Methods: Novel small molecules were synthesized and characterized for potency and selectivity as SF-1 antagonists in transcriptional and biochemical assays and as inhibitors of proliferation in the rat Leydig tumor cell line R2C and in short-term dissociated cultures of the pediatric ACC tumor SJ-ACC3. Anti-tumor activity was first confirmed in R2C cell-derived xenografts in nude mice and subsequently in two separate pediatric ACC xenografts.

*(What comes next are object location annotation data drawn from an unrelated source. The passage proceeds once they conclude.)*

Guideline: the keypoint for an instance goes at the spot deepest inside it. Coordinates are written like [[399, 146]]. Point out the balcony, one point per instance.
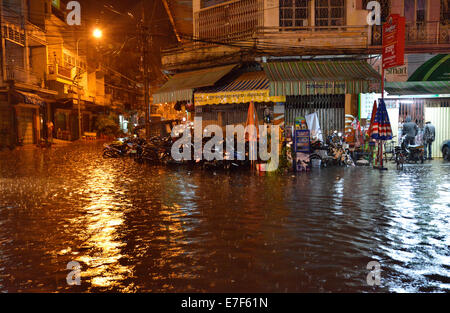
[[429, 34], [36, 34], [21, 75], [56, 71]]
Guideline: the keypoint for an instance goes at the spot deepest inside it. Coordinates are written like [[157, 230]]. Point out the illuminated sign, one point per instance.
[[393, 41]]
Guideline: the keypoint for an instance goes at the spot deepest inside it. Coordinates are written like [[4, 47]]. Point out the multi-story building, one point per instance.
[[23, 77], [47, 75], [80, 85], [317, 55]]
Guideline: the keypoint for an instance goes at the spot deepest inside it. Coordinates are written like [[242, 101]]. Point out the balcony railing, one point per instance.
[[434, 33], [22, 75], [56, 69]]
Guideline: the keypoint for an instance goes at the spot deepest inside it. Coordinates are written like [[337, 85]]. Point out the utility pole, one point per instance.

Results: We surveyed several SF-1 expressing cell lines to characterize pharmacology. Only R2C responded by inhibition of proliferation. Structure-activity correlations between inhibition of SF-1 transcriptional activity and DNA synthesis in R2C cells or dissociated SJ-ACC3 tumor cells were robust. A metabolically stable SF-1 antagonist, OR-689, blocked growth of an R2C tumor at 60 and 100 mg/kg upon oral dosing. OR-449, a highly selective SF-1 antagonist, progressively inhibited R2C growth at 3, 10 and 30 mg/kg and at 30 mg/kg blocked SJ-ACC3 xenograft growth and partially inhibited a second pediatric tumor, SW1939. A responsive adult ACC PDX was not identified but significant changes in tumor biomarkers were observed. In 28-day safety studies in mouse and dog, OR-449 demonstrated no serious adverse events at 200 mg/kg. OR-449 (60 mg/kg in rat at day 14 and 200 mg/kg in dog at day 21) did not inhibit ACTH-induced glucocorticoid levels.

Discussion: OR-449 is a potential medical therapy for adult and pediatric ACC. The pharmacological activity of OR-449 is more readily observed in tumor models than in normal adrenal tissue in these studies.